Wednesday, March 18, 2015

Yet Another Equipment Upgrade

I've been meaning to change to a more appropriate metal cutting bandsaw for quite some time now. The one I've been using is actually a horizontal bandsaw that I use in the vertical position. Frankly some of the processes I used it for were similar to driving a finishing nail with a sledge hammer. Now you know what I mean when using the above term "appropriate".

The problem was finding the correct replacement saw. I've know for some time that what I wanted was a very robust saw with a small throat dimension. There was a bandsaw made in Racine Wisconsin years ago that I thought would work but those saws are few and far between.

Assorted bandsaw parts and one rusty table

The other saws that I thought might meet the criteria were the Powermatic 141/143 bandsaws. The 141 is the woodworking version of this saw and the 143 is the wood/metal version of this saw. The difference being the 143 has a gear box for reducing the speed of the blade.

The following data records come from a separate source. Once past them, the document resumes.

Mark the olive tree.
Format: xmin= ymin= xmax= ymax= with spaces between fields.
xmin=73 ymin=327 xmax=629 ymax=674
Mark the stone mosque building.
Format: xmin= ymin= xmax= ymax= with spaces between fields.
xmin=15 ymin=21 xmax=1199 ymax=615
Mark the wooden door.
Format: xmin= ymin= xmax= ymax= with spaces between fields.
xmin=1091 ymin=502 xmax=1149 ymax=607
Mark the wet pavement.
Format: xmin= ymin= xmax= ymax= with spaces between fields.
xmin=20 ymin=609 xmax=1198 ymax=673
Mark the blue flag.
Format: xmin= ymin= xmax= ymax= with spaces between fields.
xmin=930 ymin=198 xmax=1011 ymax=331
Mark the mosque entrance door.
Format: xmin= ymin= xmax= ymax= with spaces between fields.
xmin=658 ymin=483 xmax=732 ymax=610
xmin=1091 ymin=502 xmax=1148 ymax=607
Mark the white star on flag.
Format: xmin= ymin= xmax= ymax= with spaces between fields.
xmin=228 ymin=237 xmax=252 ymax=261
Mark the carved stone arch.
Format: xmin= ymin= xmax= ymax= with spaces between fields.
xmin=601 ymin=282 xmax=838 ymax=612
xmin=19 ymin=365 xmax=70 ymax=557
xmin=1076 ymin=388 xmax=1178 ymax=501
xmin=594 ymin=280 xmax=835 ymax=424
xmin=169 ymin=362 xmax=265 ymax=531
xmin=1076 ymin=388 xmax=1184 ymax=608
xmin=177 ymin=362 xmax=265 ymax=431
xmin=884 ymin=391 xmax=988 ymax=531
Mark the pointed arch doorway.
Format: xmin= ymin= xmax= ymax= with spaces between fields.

When you begin to look for one of these Powermatic saws it becomes immediately apparent that the 143 with the gear box is priced significantly higher than the 141 wood cutting saw. On average the difference in price was about $1000. Must be some kind of great gear box huh?

I finally resolved myself to look for a 141 saw with the idea of replacing the motor and drive system with a new C face motor that I would bolt up to a speed reducing gear box. These parts are available off the shelf and the drive transition wouldn't be very complicated.

Here's the saw as I received it from the prior owner
 I put an ad in the "Boyd" forum of the OWWM site stating that I wanted to buy a PM 141 bandsaw. I got a reply from a gentleman that stated he did not have a 141 but he did have a 143 he would be willing to sell. At first I thought I was right back where I started from until he told me the price for the 143. It was reasonable and quite fair and so I agreed to purchase his saw.

I organized all the parts into subassemblies and kept all the related parts together in boxes. As I dis-assembled the saw I also made a list of hardware I would need to re-assemble the saw. Upgrading the hardware on a machine restoration of this type is a sure fire way to enhance the overall look and quality of the machine when completed. I used button socket head screws with the black chrome finish applied the same way I finished the hardware on my PM 90 lathe.

The $1000 gearbox
  Most bandsaws of this size have a casting that consist of a the bottom drive area of the saw with an arm extending up and over the table. The entire back facade of these little Powermatic saws are one very robust webbed casting.

This saw first resided in the Bay area school system shop. This is the area around Panama City, Fla. I guess when the school closed down the shop all the machines were stored in a non climate controlled area. High humidity and salty air are not good for machines. I have no idea why every tool that comes from a school shop has been painted and for some reason the accessories are always missing. No rip fence or miter gauge was included. This saw must have been in a corner when it was painted because it only seemed to be painted on the sides that were easy to access.

Besides the rust this saw was full of sawdust and some kind of strange white residue that looked like it might have been the dust from sawing some form of plastic or other man made material. When I broke the saw down to fit in the back of the car the oil from the gearbox spilled and combined with the saw dust and the mystery material that was in just about every nook and cranny of the saw cavity. I'm glad I laid down 3 layers of poly film in the car beforehand. Fortunately all the functional stuff like bearings and tires seem to be in good shape. That certainly helped to speed up the restoration.

My original plan was to just set the saw up and run it as it was for a while so as not to upset the schedule of work I had planned for the shop. The more I thought about this and the oil soaked material that was in the saw I really feared that sparks from metal cutting might well set this saw on fire. I didn't really want to be that guy that had a saw and a good bit of his shop burn up right in front on him, so before I took the other saw out of service I set about dis-assembling this saw. The next two weeks I spent evenings and weekends restoring this saw.

This saw is built around the main casting so it needed attention first. I cleaned the interior of the casting and was surprised to find sand in some of the corners from when this piece was cast. In lieu of removing the sand it was just painted right over when this saw was manufactured. I first painted the edges of the casting and then painted the interior the contrasting black color. Of course I removed all the lingering sand.

The result of my efforts

 The rusty table now has the nice gray patina that is left when the rust is sanded away and the newly exposed surface is waxed.

All the under parts or basically any parts that reside in the shadows in this saw were painted satin black. The other parts were painted Rustoleum Sage Green. Parts that were not painted were finished with cold gun bluing, then waxed and polished.

I left the wheels the original gold color. It's a nice contrast when you open the wheel covers/guards.

So far this saw is doing it's job quite well. Cutting metal requires more feed pressure as compared to cutting wood and being able to use the leverage of my body weight makes applying the feed pressure much easier. That makes for less toll on my arms and shoulders.

If you frequent the OWWM forum you may know that these saws are sometimes referred to as the "Gumby" saws. If you look at the pic of the Gumby action figure below it's easy to see why. 

Gumby with his sidekick Pokey

My definition of an intellectual is someone who can listen to the William Tell Overture without thinking of the Lone Ranger.